10 controversial books Indian children must read
By covering topics such as same-sex relations to violence, these books may not be what adults consider appropriate, but play a crucial role in a child's formative years.
- Total Shares
Grown-ups want kids to read. There is no doubt about that. The world needs literacy and in some quarters, it will even admit to needing imagination. However, like most desires human, grown-ups want this in their vision: kids should read what is considered appropriate.
Most grown-ups see children as humans with less-developed brains and so, it stands to reason that these good adult folks are entrusted with the task of developing them - to become what they think the world needs. For those who write for children and firmly believe that, like all humans, children are as developed as their experiences, this means that there is always a tension between the "noble and nurturing" role of being a children's writer and that of a writer who just wants to tell a good story that reflects on the world. Even as we ponder upon this tension, let's look at some Indian children's books written in English that would not make it onto the summer reading list of all adults. In fact, some of these have actually been struck off the lists of some schools.
1. Slightly Burnt, Payal Dhar: This one talks to teens about sex and not just sex, same-sex. Definitely on a gatekeeper's watchlist. But what makes this book special is the exploration of friendship, the growing up and contradictions that can suffuse our feelings but are rarely acknowledged or articulated.
2. Bhimayana: Experiences of Untouchability, Drawn by Durgabai Vyam and Subhash Vyam and co-written by Srividya Natarajan and S Anand: For all our lip-service to equality and our Constitution, the truth is that caste makes us uncomfortable. And while we need many, many more stories for children, especially in English to bring the experience of caste to those who have never experienced it, for now, we'll have to make do with this beautifully drawn book on Ambedkar's life. Perhaps, one to slip past the gate easily.
3. Sackclothman, Jayasree Kalathil: Rarely seen in bookstores, this is a wonderfully written story about mental illness - that of the child character's mother and of a man on the streets of her neighbourhood whom she befriends. A child befriends a madman? No no, how can this be read by a child, declare the adults!
4. Flat-Track Bullies, Balaji Venkataraman: One of the most common beliefs is that children should read English books to improve their language. That would make Flat-Track Bullies, with its strong, unselfconscious voice, drawn from the aspirational lower middle class context of the child protagonist a no-no because it is far from written in the Queen's English. Add to that the fact that the kid experiments with the idea of smoking and chatting up girls.
5. What Happened to Regina That Night, Rahul Srivastava: A somewhat uneven story, this one tackles the question of identity politics and violence. It has the killing of a nun, mob fury and kids getting involved in all that. Reality meets fiction, but would our gatekeepers agree?
6. The Grasshopper's Run, Siddhartha Sarma: The easily accepted belief is that wars are not for kids, that kids suffer collateral damage in wars. So, what do you make of a book like this that tells the story of a young boy involved in an operation against Japanese soldiers in Nagaland, an operation that involves killing?

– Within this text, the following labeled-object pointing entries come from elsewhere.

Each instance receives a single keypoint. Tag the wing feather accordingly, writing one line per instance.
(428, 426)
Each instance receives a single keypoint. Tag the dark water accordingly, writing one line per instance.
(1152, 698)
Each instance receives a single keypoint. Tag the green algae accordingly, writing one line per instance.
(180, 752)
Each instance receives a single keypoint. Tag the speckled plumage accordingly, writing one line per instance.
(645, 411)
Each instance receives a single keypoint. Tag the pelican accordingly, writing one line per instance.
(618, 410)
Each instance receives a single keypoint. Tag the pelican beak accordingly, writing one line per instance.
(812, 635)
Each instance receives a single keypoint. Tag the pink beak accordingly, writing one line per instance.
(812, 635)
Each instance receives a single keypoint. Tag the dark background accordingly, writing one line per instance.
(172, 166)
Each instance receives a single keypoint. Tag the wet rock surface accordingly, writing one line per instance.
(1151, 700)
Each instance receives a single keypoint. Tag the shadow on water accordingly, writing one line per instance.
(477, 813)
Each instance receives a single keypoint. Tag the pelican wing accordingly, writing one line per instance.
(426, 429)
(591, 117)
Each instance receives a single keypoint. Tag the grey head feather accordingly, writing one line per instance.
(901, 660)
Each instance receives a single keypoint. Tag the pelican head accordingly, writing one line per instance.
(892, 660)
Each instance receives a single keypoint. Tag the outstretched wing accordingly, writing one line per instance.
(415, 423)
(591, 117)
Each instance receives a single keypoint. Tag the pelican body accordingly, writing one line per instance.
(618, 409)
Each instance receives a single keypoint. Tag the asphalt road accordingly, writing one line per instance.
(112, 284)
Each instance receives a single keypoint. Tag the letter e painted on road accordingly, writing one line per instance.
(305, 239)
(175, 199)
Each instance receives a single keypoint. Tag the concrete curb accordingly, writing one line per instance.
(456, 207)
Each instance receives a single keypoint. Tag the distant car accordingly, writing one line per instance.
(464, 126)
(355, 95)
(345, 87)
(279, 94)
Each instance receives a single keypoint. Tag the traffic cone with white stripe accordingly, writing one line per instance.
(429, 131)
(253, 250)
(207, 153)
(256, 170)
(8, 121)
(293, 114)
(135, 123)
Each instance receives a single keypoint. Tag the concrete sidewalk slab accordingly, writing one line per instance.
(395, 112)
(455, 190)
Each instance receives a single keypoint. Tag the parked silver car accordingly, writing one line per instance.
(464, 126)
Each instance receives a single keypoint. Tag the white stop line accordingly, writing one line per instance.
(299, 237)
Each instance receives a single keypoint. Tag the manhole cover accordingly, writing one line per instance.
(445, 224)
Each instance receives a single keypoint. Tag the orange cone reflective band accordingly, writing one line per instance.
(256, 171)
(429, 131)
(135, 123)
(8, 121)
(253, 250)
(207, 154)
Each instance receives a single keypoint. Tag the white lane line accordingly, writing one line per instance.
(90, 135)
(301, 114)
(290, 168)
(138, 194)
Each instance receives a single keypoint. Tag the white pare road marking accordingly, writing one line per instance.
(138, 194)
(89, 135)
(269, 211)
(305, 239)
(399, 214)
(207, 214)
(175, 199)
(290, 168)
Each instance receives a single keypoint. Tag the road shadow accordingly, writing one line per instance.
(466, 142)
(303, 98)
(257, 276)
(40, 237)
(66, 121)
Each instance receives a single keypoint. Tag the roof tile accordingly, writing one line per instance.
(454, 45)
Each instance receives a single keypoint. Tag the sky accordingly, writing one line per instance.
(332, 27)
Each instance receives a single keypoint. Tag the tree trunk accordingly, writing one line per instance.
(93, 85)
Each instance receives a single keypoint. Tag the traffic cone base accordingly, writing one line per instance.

7. Queen of Ice, Devika Rangachari: This is the story of a princess who became a queen in Kashmir. But at what cost did she seek power? And when a woman shows ruthlessness, can she be someone that children read about? For some schools, the answer is no, even though this is an extremely well-researched historical fiction.
8. Battle for No. 19, Ranjit Lal: This book talks about communal riots and it also raises the often papered-over truth that educated, middle class families discriminate against girls. A bit too close to home for some?
9. Jobless Clueless Reckless, Revathi Suresh: Lying to go to parties, alcohol, swear words, teen pregnancies, difficult family lives - surely, that can't be appropriate reading for teens. It's not our culture, clamour the gatekeepers. Or is it?
10. Talking of Muskaan, Himanajali Sankar: Another book for young adults that talks about same-sex love, and not just that, it throws in suicide too along with a pinch of class politics. An example of how-not-to-get-in-to-schools. Thankfully, our writers are not bound by such modest desires.
So, what kind of adult are you going to be this summer?